The debt restructuring nightmares Sri Lanka will face

Tuesday, 7 June 2022 03:42 -     - {{hitsCtrl.values.hits}}

Prof. Lee Buchheit

Dinesh Weerakkody


The go-to expert for debt-ridden nations Prof. Lee Buchheit highlights some of the thorny issues involved that can prolong the process in Sri Lanka’s debt restructuring.

Excerpts of the Q&A Dinesh Weerakkody had with him recently on some of the thorny issues of debt restructuring.

The two important non-financial clauses in sovereign bond documentation: the ‘collective action clause’ and the ‘pari passu clause’. Does the pari passu clause and CAC adequately address the holdout problem and encourage the orderly restructuring of sovereign debt? The pari passu clause requires the issuer of a bond to maintain the equal ranking of the instrument with its other “senior” indebtedness. It is not a promise by each bondholder to accept equal treatment with its fellow bondholders.

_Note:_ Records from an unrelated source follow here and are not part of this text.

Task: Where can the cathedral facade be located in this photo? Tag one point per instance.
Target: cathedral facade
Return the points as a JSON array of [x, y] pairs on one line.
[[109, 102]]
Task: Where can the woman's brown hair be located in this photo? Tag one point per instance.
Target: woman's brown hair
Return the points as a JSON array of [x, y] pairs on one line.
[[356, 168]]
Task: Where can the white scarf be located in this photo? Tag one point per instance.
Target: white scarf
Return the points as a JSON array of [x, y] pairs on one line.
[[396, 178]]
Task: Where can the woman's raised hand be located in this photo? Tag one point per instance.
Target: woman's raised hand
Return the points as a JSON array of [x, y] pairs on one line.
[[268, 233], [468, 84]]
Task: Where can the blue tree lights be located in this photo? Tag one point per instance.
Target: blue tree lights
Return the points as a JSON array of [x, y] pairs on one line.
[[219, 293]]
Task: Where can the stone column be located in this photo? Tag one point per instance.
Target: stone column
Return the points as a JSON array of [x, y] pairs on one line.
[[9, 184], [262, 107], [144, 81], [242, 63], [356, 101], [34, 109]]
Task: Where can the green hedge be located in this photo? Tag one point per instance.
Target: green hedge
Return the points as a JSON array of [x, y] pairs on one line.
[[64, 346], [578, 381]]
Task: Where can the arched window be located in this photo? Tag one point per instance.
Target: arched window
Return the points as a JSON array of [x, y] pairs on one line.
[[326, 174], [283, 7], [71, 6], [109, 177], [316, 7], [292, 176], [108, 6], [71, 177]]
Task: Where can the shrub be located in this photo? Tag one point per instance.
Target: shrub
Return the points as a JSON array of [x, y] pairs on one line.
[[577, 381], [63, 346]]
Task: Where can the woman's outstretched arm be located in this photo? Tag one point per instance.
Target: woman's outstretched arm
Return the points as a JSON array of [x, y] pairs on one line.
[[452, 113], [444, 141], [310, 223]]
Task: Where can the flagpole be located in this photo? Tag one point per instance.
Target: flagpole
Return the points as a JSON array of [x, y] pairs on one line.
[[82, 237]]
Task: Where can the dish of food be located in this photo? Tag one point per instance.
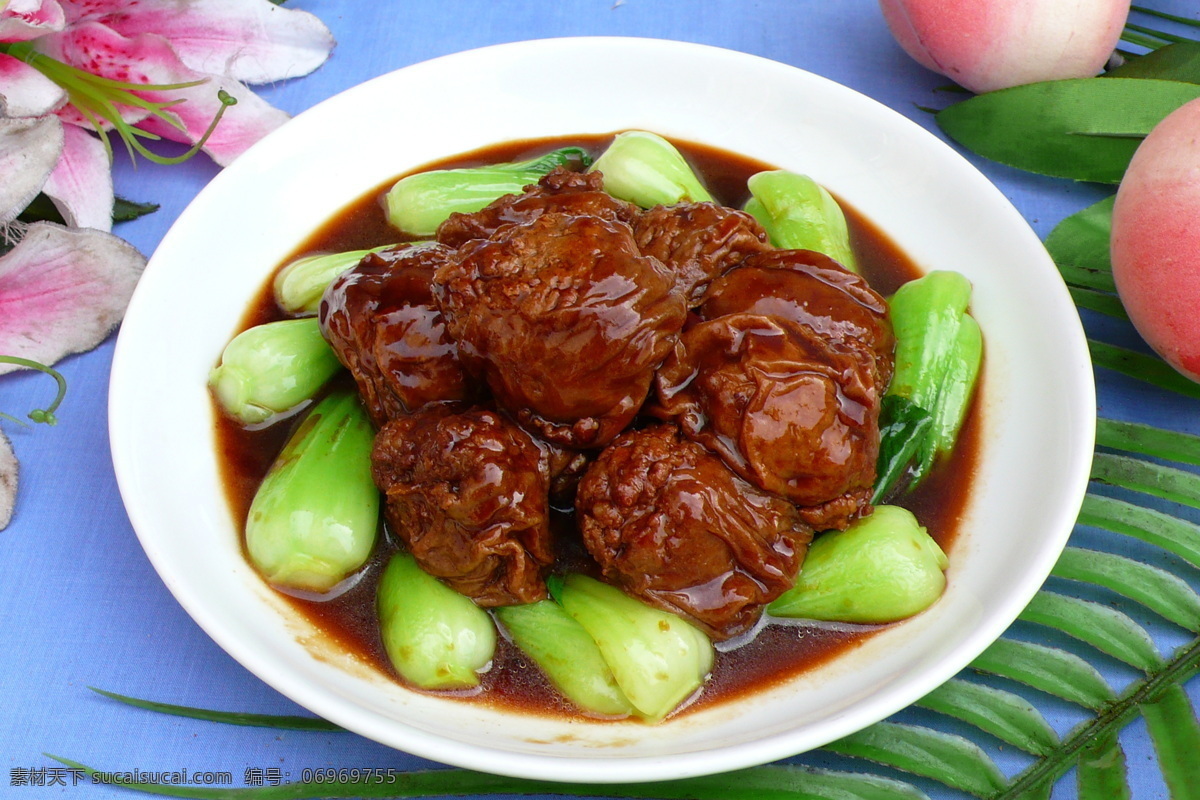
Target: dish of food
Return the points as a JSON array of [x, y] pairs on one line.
[[1032, 426], [585, 365]]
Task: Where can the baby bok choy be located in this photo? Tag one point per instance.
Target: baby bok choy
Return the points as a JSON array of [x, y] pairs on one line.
[[882, 569], [798, 214], [567, 655], [299, 286], [271, 368], [417, 204], [647, 170], [313, 519], [657, 659], [435, 637], [937, 359]]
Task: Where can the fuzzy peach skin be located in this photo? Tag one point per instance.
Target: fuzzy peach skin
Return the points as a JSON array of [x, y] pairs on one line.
[[1156, 240], [988, 44]]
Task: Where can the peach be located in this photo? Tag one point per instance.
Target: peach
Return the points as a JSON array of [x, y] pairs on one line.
[[1000, 43], [1156, 240]]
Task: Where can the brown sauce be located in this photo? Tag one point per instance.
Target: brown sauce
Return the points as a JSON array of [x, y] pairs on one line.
[[775, 651]]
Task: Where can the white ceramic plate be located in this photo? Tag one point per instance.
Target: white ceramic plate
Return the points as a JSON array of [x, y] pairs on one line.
[[1038, 403]]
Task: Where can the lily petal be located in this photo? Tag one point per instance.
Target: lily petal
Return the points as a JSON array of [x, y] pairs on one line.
[[29, 150], [27, 91], [7, 480], [24, 19], [63, 290], [149, 58], [253, 41], [82, 185]]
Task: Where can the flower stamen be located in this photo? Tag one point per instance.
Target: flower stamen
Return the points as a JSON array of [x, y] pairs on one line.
[[97, 98], [45, 415]]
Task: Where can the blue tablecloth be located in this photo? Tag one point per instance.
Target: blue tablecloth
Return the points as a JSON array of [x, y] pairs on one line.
[[79, 603]]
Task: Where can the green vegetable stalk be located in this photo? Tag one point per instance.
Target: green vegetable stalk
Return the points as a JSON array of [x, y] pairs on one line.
[[271, 368], [937, 359], [647, 170], [435, 637], [299, 286], [882, 569], [315, 517], [421, 202], [799, 214], [657, 659], [567, 655]]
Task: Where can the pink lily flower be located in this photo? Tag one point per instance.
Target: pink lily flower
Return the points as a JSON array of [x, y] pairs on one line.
[[71, 68], [61, 289], [199, 52]]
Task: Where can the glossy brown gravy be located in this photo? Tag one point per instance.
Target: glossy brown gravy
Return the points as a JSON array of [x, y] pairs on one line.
[[775, 653]]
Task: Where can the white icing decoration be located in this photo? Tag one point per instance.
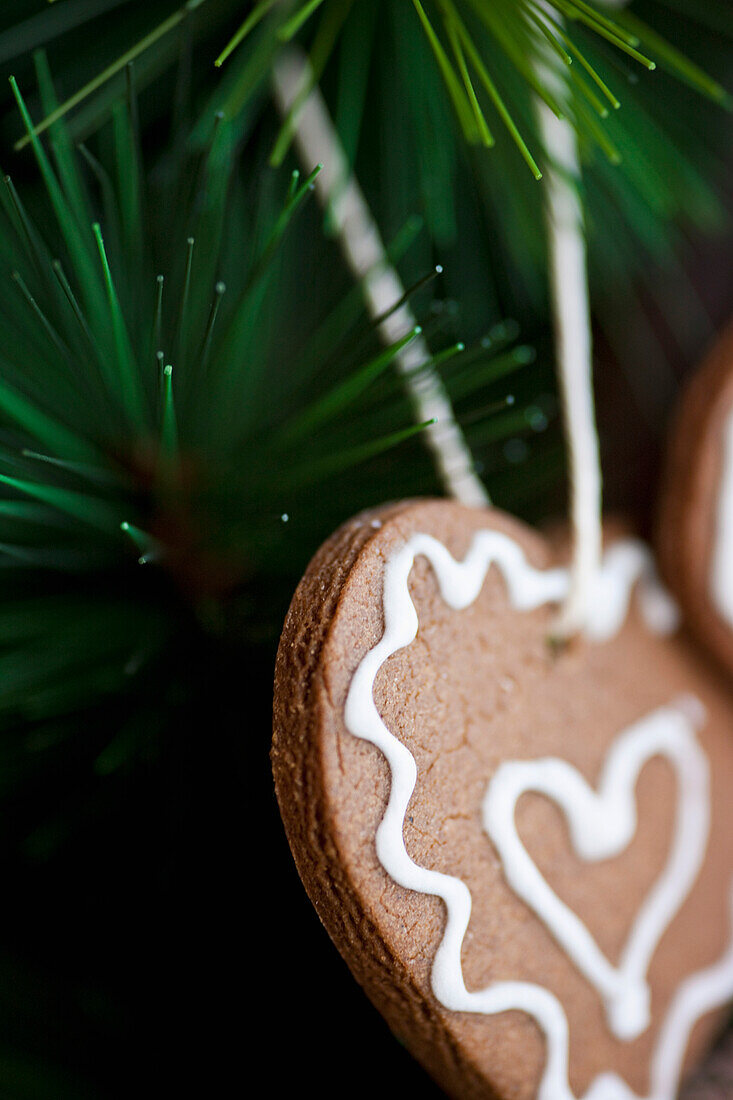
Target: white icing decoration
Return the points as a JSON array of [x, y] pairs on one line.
[[528, 587], [721, 575], [601, 826]]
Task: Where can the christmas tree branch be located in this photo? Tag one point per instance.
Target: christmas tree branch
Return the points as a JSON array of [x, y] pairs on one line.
[[365, 255], [573, 351]]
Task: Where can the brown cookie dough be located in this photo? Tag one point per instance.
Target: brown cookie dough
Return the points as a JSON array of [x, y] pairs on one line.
[[477, 688], [690, 531]]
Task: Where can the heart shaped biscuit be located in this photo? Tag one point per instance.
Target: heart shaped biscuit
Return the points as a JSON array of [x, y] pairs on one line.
[[523, 853]]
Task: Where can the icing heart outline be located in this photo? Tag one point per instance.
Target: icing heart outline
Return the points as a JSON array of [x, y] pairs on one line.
[[624, 565], [602, 824]]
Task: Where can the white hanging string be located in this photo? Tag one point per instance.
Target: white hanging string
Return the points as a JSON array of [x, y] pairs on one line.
[[364, 252], [568, 275]]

The Collective action clauses (CAC) are undoubtedly helpful to reduce holdout creditor behaviour in a sovereign bond restructuring.  But they are not a complete solution.   It is sometimes fairly easy for a holdout to acquire — on its own or in collaboration with other similarly-minded investors — a blocking position in a particular bond (typically 25 percent of the principal). 

For example, in Greece in 2012, the Hellenic Republic had 35 series of English-law governed bonds, each with its own CAC. Only 17 of those series joined the restructuring. Holdout creditors had acquired blocking positions in the other series.

The holdout creditor problem in sovereign debt workouts is a nightmare. Argentina’s $ 68.8 billion in foreign-bonds and Lebanon’s default on $ 1.2 billion debt. Both remain exposed to the potential cheap tactics of holdout creditors: where funds seek full repayment of their original bonds through litigation, as opposed to participating in debt negotiations. What is your experience given that you have represented nearly every country that has gone bankrupt since the 1980s, and in the process almost single-handedly building up an entire field of international law?

Interestingly, such an inter-creditor promise is to be found in syndicated bank loans. It is called a “sharing clause” and requires any bank that receives a disproportionate payment to share it with the other members of the syndicate. But sharing clauses have never been used in bond issues.

The use of trust structures in sovereign bonds can discourage holdout creditor interest, at least for bonds that have not matured according to their original terms.  Fortunately, SL ISBs use a trust indenture.